I decided I wanted to blog more in 2018. I don’t know why. I’m already spread wafer-thin as far as time and energy is concerned. So we’ll make this quick and painless and just share some more love of classic and underseen cinema.
Hopefully, I’ll give a few items to add to your own watchlist — you can use them to fill out your Cinema Shame rosters. That was a shameless cross-promotion, mind you. Also a reminder to fill our your Shame Statements for 2018. You’re already late. Every month I’ll highlight my favorite 4 first-time watches. We’ll stick to Pre-2010 offerings to give these films time to recede from your memory.
First-Watch Cinema Club: January 2018
#4. Kid Blue (1973)
Surprisingly low-key, often aimless Dennis Hopper vehicle boosted by a strong supporting cast including Warren Oates, Peter Boyle and a scene-stealing Janice Rule.

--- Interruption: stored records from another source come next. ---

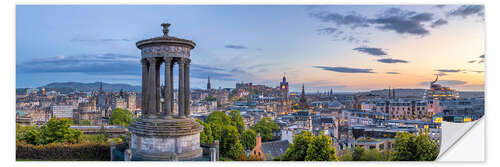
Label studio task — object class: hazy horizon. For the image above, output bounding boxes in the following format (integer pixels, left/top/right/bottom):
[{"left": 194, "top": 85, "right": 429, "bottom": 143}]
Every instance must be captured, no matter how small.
[{"left": 16, "top": 5, "right": 485, "bottom": 92}]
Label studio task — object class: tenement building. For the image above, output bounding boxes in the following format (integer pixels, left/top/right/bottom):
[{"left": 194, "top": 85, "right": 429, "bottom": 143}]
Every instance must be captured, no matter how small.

Looking positively svelte — some might say “gaunt” — in the role of Bickford Waner, Hopper plays a reformed (but inept) trainrobber trying to go straight in a town called Dime Box, Texas that wants nothing to do with him.

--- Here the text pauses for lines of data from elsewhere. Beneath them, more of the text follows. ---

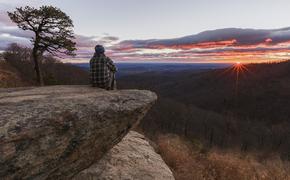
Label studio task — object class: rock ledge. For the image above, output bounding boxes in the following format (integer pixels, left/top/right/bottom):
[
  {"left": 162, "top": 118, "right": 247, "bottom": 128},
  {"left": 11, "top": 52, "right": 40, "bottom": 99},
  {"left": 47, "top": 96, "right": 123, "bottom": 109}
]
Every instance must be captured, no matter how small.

He stumbles in and out of menial jobs and eventually befriends Reese Ford (Warren Oates) and his wife Molly (Lee Purcell). The two form a strong bond, true bros, until Molly literally throws her knickers at Bickford and Bickford’s not a perfect man. Reese learns of the affair and severs the friendship.
Screenwriter Bud Shrake took great care in scripting this particular confrontation between Oates and Hopper — and the two actors, Oates in particular, have a meticulous way with damning silence. It was not his wife’s infidelity that has brought them to this point — but the betrayal of someone he’d known as a true friend.
Now an official outcast, casting aside any attempt at cultural assimilation, Bickford consults the other local outcasts (the Native Americans) about a little old-fashioned thieving. The unlikely gang attempts to take a pound of flesh from the society that has unfairly wronged them.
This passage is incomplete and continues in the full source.